Despite all of the earth observation data being used to retrieve critical fire information over our current fire crisis, Australia can definitely do better by launching its own space mission targeted to meet fire management requirements in terms of temporal and spatial resolution and better fit to Australian conditions.

If we don't do this, we will miss opportunities to provide more accurate intelligence to firefighters given the fire seasons to come in a changing climate.

We are already in the worst bushfire season in Australia. For more than two months, Australia has suffered from picks of fire activity followed by favourable conditions where firefighters, have worked on strengthening containment lines, supported by water-bombing aircrafts, to slow the spread of fire ahead of extreme fire danger forecast conditions.

More frequent and severe bushfires are expected in the coming years, more people will be living in high-risk bushfire areas and there will be more competition for firefighting resources. There have been calls for a national firefighting force to supplement existing state resources, but that is not a long-term solution.
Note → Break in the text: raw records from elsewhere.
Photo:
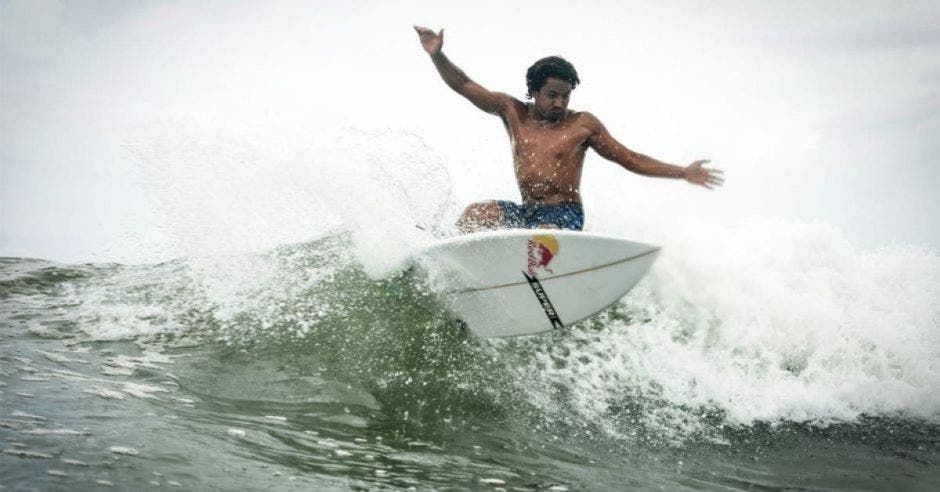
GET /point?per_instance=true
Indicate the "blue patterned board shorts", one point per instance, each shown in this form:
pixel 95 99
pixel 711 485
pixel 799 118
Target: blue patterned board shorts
pixel 564 215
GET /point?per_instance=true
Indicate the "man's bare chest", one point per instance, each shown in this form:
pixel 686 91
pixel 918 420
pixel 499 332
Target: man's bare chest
pixel 543 140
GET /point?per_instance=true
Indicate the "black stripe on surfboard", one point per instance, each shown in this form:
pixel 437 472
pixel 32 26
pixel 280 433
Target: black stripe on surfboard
pixel 544 300
pixel 512 284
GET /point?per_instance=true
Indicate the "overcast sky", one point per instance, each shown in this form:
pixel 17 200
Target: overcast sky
pixel 128 124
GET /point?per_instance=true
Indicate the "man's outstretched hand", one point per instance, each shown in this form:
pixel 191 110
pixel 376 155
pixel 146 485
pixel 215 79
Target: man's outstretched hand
pixel 709 178
pixel 431 41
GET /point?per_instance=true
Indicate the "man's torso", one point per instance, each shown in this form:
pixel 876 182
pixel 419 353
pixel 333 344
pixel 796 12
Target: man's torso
pixel 547 157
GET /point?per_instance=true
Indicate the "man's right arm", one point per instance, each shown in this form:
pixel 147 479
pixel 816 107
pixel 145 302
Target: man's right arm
pixel 456 79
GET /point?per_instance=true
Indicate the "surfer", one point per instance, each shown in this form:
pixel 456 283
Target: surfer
pixel 549 142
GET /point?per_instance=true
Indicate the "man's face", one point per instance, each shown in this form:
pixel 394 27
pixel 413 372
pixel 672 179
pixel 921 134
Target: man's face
pixel 551 101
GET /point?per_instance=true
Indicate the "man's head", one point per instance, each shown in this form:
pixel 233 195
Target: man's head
pixel 550 81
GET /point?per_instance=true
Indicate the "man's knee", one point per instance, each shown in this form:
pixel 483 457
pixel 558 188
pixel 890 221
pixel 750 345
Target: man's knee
pixel 481 215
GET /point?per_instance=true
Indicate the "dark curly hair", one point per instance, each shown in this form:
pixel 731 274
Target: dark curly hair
pixel 551 66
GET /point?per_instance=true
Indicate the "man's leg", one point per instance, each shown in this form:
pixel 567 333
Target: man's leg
pixel 481 216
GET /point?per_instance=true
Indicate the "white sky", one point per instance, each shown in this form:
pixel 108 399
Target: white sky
pixel 823 111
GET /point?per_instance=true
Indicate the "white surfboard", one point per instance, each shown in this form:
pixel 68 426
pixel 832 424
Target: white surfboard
pixel 525 281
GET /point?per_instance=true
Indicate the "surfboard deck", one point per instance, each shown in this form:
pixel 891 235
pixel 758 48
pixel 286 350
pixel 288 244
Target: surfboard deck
pixel 526 281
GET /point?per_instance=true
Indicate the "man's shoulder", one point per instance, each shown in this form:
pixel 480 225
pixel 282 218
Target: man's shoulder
pixel 585 118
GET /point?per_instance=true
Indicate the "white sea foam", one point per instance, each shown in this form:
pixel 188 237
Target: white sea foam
pixel 775 320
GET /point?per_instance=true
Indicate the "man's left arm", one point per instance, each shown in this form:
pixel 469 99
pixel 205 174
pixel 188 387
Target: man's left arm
pixel 609 148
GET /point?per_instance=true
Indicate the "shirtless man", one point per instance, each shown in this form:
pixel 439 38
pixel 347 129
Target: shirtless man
pixel 549 142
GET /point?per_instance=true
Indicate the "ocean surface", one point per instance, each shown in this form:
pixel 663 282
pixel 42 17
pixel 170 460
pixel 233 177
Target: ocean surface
pixel 810 368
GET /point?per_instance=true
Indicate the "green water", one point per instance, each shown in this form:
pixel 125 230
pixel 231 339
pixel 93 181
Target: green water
pixel 317 378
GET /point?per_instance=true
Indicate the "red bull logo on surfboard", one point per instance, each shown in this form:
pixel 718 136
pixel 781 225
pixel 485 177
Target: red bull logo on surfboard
pixel 542 248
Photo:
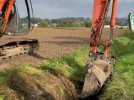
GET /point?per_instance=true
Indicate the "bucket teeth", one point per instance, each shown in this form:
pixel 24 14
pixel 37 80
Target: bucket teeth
pixel 97 74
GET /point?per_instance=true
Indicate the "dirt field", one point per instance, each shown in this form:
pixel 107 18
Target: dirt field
pixel 53 43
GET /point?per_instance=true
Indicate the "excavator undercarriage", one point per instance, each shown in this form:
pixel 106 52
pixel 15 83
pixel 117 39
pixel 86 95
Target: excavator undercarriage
pixel 15 46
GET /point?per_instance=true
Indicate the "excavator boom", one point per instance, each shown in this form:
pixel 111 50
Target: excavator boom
pixel 99 66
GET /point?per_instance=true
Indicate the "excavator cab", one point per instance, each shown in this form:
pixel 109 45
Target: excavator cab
pixel 21 22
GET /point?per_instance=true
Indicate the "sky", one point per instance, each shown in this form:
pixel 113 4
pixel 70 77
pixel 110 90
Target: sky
pixel 71 8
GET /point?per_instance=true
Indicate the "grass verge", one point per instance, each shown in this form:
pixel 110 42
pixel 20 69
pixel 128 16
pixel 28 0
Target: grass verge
pixel 72 66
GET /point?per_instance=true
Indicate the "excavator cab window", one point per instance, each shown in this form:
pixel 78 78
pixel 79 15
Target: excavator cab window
pixel 131 21
pixel 21 15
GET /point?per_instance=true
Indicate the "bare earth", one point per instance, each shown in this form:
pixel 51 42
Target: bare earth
pixel 53 43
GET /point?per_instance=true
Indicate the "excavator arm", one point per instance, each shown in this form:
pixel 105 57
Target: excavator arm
pixel 99 66
pixel 100 10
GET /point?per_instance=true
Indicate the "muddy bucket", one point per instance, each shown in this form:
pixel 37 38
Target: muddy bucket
pixel 97 74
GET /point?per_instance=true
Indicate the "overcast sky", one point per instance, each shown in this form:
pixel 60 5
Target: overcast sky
pixel 71 8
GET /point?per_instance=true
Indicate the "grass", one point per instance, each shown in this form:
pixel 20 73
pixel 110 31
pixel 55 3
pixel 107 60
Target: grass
pixel 121 87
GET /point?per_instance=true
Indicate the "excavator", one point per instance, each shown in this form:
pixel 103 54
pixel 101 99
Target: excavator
pixel 99 66
pixel 9 20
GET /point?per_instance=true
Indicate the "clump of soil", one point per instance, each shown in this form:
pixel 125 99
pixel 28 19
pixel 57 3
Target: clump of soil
pixel 34 84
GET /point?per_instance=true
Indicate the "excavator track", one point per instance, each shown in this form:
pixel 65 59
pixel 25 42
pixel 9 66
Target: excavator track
pixel 15 46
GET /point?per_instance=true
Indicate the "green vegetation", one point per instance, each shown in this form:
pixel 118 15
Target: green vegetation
pixel 121 87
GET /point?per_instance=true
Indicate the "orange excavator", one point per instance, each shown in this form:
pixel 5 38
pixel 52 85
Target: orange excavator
pixel 99 66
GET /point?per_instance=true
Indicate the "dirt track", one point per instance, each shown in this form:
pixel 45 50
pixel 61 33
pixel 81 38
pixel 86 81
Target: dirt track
pixel 53 43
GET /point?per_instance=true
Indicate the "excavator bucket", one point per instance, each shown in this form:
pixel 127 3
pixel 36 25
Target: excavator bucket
pixel 98 72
The increasingly challenging fire management situation and growing direct economic costs are calling for proactive approaches to first reduce the likelihood of catastrophic bushfires and then provide a quick response.

Earth observation has a huge potential to help towards this approach, and, indeed it's already supporting fire management in Australia but not at the full potential as it heavily depends on data available by other international space agencies.

For example, satellite data and imaging from the NASA Moderate Resolution Imaging Spectroradiometer (MODIS) is contributing to the characterisation of fuel moisture content. Fuel moisture content affects the severity of the bushfire and can be retrieved from satellite imagery because of the effect that water has on the spectra reflectance through absorption of radiation within certain spectral regions. Despite spatially explicit maps telling fire managers how dry the fuel is and how likely it is that the fuel ignites and spreads, fuel condition currently monitored using MODIS data does not fully fit the purpose.

Middle and thermal infrared observations from the same MODIS sensor are used to detect active fires or hotspots. However, satellites pass over a given area in Australia no more than four times a day and consequently some fires are missed. Similar information can be retrieved every 10 to 15 minutes from the Japanese Himawari-8 satellite making it possible to detect more active fires and to track in detail the evolution of the fire line. However, the broader spatial resolution of the satellite means that fires cannot be detected until they are of considerable size or intensity.

Finally, after the fire, optical satellite data mainly from the European Space Agency's Sentinel-2 and NASA/USGS's Landsat program are used to analyse fire severity and vegetation recovery. Analysing fire severity right after the fire is of ultimate importance for targeting remediation efforts to protect for the example water supplies post-fire, while vegetation recovery will dictate the amount of fuel available for the next fire season.